Each client was evaluated by an addiction psychiatrist. One was sent to inpatient detox; two were prescribed buprenorphine, a drug used to treat opioid addiction. The woman was referred to a gastroenterologist to monitor her liver condition. All five clients began meeting weekly with a licensed addiction specialist or a clinical psychologist.

They were connected with 12-step programs, with attendance at the meetings tracked by a GPS on their phone or in their car. They met regularly with certified recovery advisors - peers in recovery who guided the clients through a 52-week curriculum that teaches skills and habits aimed at preventing relapse. Three clients were subsequently diagnosed with co-occurring psychiatric illnesses and began treatment.

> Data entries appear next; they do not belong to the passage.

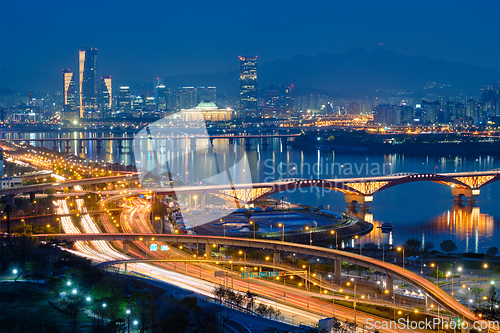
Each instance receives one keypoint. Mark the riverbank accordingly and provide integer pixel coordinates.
(423, 144)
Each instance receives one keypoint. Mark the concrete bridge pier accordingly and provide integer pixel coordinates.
(119, 145)
(337, 279)
(469, 193)
(11, 199)
(276, 259)
(208, 251)
(390, 286)
(284, 143)
(353, 199)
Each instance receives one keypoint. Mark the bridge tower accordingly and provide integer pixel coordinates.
(469, 193)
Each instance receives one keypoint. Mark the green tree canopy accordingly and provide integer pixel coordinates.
(448, 246)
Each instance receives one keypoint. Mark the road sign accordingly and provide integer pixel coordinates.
(258, 274)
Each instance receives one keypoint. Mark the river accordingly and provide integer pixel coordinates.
(422, 210)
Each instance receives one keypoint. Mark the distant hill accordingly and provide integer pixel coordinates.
(355, 72)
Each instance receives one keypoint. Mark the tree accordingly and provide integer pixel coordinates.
(73, 306)
(434, 274)
(248, 215)
(159, 209)
(477, 292)
(428, 246)
(492, 251)
(448, 246)
(250, 300)
(413, 245)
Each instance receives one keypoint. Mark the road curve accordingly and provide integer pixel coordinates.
(433, 291)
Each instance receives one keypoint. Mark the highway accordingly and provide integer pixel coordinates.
(436, 293)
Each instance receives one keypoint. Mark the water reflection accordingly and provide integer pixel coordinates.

After one year, four of the five clients had remained clean and sober for the entire program. The fifth had several brief relapses in the first three months, but in the end had been drug and alcohol free for seven months and was holding down his first full-time job in years.

The Aware program isn’t cheap - it costs $38,000, about the same as a month or two of inpatient treatment at a private facility. But those programs don’t typically include follow-up care or assistance with the kind of co-occurring physical or mental health problems that plague most people with substance-abuse disorders.

The good news is that at least one insurance company in New Hampshire, Anthem Blue Cross and Blue Shield, was so impressed with the results of the Yale study that it’s now covering the Aware program as a behavioral health benefit.

Will others follow? That’s hard to know.

But the apparent success of the Aware model offers some evidence that a coordinated system of care to combat the addiction epidemic is worth pursuing - and paying for.